#openvino automatically restart container on Non-zero status code?

1 messages · Page 1 of 1 (latest)

last crater
#

Is there a way to automatically restart ML containers when they error out? I tried adding a try-catch to the main.py but was unsuccessful. The container responds with a 502 to new ML tasks, however the ping endpoint continues to pong.

It seems it slowly eats more and more ram when loading the gpu

Currently the containers hang until manually stopped and started.

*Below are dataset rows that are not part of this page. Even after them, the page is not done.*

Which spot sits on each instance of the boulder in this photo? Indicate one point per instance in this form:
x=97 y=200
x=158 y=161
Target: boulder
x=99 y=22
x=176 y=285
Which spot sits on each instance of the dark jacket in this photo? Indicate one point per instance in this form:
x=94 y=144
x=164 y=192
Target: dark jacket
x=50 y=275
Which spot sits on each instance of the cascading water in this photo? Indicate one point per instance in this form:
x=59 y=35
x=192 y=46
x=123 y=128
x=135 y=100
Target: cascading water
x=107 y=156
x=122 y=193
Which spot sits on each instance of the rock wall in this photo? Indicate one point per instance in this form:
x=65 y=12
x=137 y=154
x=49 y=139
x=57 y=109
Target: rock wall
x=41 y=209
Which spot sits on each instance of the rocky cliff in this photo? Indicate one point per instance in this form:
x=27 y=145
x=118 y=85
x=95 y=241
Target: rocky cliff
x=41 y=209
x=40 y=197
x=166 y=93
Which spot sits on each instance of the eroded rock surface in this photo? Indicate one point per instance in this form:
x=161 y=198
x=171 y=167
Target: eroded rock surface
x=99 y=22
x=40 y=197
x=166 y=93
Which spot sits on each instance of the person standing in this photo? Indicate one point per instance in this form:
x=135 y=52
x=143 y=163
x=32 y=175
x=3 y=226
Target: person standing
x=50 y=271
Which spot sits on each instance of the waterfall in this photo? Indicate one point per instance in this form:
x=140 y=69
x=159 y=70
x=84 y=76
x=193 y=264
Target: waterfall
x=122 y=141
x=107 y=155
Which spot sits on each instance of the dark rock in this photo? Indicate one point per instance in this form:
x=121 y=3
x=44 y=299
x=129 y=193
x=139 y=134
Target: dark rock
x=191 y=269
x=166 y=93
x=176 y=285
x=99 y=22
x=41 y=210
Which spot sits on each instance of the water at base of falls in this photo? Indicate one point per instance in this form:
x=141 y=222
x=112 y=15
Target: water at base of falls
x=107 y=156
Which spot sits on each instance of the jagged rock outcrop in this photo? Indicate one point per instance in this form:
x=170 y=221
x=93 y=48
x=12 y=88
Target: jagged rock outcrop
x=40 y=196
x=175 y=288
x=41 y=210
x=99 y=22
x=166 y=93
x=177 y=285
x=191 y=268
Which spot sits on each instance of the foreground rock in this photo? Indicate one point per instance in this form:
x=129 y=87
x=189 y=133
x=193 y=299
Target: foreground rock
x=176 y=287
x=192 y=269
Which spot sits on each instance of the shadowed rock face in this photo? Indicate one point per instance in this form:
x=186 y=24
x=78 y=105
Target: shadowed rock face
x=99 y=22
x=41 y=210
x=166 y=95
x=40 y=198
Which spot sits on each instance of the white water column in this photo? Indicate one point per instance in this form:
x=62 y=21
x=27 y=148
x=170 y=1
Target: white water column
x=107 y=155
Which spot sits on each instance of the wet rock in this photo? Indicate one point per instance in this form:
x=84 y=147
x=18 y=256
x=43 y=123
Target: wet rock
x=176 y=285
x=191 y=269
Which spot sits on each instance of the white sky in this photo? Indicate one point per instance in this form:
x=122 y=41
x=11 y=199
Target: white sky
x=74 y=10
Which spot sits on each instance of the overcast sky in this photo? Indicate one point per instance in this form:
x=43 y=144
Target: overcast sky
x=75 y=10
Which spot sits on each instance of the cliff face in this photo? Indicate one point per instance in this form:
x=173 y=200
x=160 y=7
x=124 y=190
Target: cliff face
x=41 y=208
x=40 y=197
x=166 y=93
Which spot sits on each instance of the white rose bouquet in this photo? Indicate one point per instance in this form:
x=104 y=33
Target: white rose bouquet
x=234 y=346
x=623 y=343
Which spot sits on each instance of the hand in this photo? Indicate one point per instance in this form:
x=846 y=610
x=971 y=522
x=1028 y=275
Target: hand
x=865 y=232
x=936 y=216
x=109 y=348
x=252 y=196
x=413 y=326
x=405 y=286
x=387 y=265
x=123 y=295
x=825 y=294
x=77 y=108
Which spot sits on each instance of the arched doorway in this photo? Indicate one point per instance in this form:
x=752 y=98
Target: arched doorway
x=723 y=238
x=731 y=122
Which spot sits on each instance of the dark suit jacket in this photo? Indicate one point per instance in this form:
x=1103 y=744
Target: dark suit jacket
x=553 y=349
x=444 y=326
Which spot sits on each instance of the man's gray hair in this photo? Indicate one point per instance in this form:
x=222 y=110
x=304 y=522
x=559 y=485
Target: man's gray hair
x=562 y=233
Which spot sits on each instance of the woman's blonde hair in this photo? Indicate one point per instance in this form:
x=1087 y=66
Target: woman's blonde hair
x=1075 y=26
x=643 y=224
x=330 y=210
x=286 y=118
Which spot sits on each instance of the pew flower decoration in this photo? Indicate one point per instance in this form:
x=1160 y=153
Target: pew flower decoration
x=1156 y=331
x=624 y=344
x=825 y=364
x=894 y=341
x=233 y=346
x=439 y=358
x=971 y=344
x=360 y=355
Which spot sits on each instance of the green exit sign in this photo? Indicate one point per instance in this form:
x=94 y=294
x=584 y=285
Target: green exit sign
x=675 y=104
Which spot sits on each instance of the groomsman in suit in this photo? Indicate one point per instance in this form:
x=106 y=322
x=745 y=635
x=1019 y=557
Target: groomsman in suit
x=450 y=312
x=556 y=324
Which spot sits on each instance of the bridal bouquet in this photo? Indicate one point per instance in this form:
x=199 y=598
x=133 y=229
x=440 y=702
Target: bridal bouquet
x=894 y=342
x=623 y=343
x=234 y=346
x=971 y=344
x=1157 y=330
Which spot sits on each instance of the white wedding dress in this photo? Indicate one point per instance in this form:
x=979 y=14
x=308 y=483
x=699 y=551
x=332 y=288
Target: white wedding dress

I have an external script watching it but it would be nice if there was a way I could incorporate it into the container.

I don't need a working solution, but providing a direction to know what would need to be modified (if at all possible) would be appreciated

First screenshot was taken at the beginning of typing, the 2nd was taken at the end

trim edgeBOT
#

:wave: Hey @last crater,

Thanks for reaching out to us. Please follow the recommended actions below; this will help us be more effective in our support effort and leave more time for building Immich immich.

References

Checklist

  1. :ballot_box_with_check: I have verified I'm on the latest release(note that mobile app releases may take some time).
  2. :ballot_box_with_check: I have read applicable release notes.
  3. :ballot_box_with_check: I have reviewed the FAQs for known issues.
  4. :ballot_box_with_check: I have reviewed Github for known issues.
  5. :ballot_box_with_check: I have tried accessing Immich via local ip (without a custom reverse proxy).
  6. :ballot_box_with_check: I have uploaded the relevant logs, docker compose, and .env files, making sure to use code formatting.
  7. :blue_square: I have tried an incognito window, disabled extensions, cleared mobile app cache, logged out and back in, different browsers, etc. as applicable

(an item can be marked as "complete" by reacting with the appropriate number)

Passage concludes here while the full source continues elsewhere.